Long-time miner Leon Mackrell has found a new way to be a miner without getting his hands dirty.
The Devonport-based grandfather saw an opportunity to send drones in and around mines instead of exposing men to danger and dirt.
“I went and bought a drone,” he said, adding that he’d always been interested in models since he was a lad.
“I wanted one with a decent camera and started filming sunsets around Devonport.”
Because he’d been in mining for 12 to 15 years, he realised his drone could go safely where men in the past risked their lives, and where expensive machinery was even now being lost and buried for good.
“I was underground one day. They rehabilitate the ground all the time by putting mesh to stop the ground falling in.
“I thought it was an ideal opportunity to put a drone in, take a look around, analyse the film and see what was going on.”
The mine where he works now has lost a couple of remote-controlled loaders in the stopes (underground holes where material has been extracted). The company sends the $1.5 million machines into stopes because it’s too dangerous for men. The loaders have been buried under cave-ins and are lost for good.
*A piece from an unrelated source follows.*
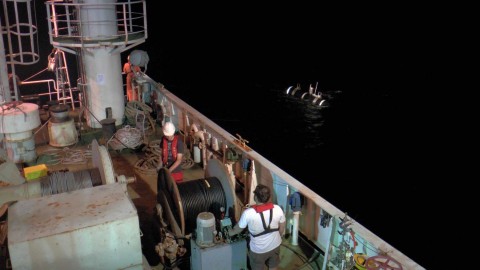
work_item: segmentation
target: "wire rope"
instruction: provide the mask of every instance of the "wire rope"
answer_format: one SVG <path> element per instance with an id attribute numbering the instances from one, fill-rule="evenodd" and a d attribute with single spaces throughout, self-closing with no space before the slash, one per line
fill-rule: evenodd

“If you could look first, you have a good idea of what’s going on in a stope.”
Mr Mackrell is investing in a more expensive drone with software which does three-dimensional mapping. He aims to film mining stockpiles, which are currently inspected by machines and a team of men crawling up the piles.
His new drone will be able to download film for the software to analyse.
“I’ve been speaking lately with surveyors at different mine sites and they think it’s a good idea.”
He took one mining manager to the Spray Tunnel in Zeehan, which is now a tourist attraction.
“I put the spotlights on the drone and showed him what it could do. He was impressed.
“I want to set the business up so my grandchildren can get into it.”
He graduated from last year’s first North-West Coast drone operators course with a certificate, and decided to set up a business, named by his five-year-old grandson Lachlan as Drone Network Tasmania.
“I was thinking about a window of opportunity when the course was coming up and the more I thought about it, the bigger the window got.
“I’m hoping to do work with dams. You can get up to six hours of battery life under water. I’d like to do bridge pylons, boat mooring and stuff like that.”
With his wife and grandson backing him, he’ll never find his drones being bores.